Some implementations of distributed transactions carry a heavy performance penalty —for example, distributed transactions in MySQL are reported to be over 10 times slower than single-node transactions , so it is not surprising when people advise against using them. Much of the performance cost inherent in two-phase commit is due to the additional disk forcing (fsync) that is required for crash recovery , and the additional network round-trips.
However, rather than dismissing distributed transactions outright, we should examine them in some more detail, because there are important lessons to be learned from them. To begin, we should be precise about what we mean by “distributed transactions.” Two quite different types of distributed transactions are often conflated:
Database-internal distributed transactions
Some distributed databases (i.e., databases that use replication and partitioning in their standard configuration) support internal transactions among the nodes of that database. For example, VoltDB and MySQL Cluster’s NDB storage engine have such internal transaction support. In this case, all the nodes participating in the transaction are running the same database software.
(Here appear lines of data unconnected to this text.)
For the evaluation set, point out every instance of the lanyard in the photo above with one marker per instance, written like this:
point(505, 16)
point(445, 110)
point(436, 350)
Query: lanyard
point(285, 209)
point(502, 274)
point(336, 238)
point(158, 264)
Heterogeneous distributed transactions
In a heterogeneous transaction, the participants are two or more different technologies: for example, two databases from different vendors, or even nondatabase systems such as message brokers. A distributed transaction across these systems must ensure atomic commit, even though the systems may be entirely different under the hood.
Database-internal transactions do not have to be compatible with any other system, so they can use any protocol and apply optimizations specific to that particular technology. For that reason, database-internal distributed transactions can often work quite well. On the other hand, transactions spanning heterogeneous technologies are a lot more challenging.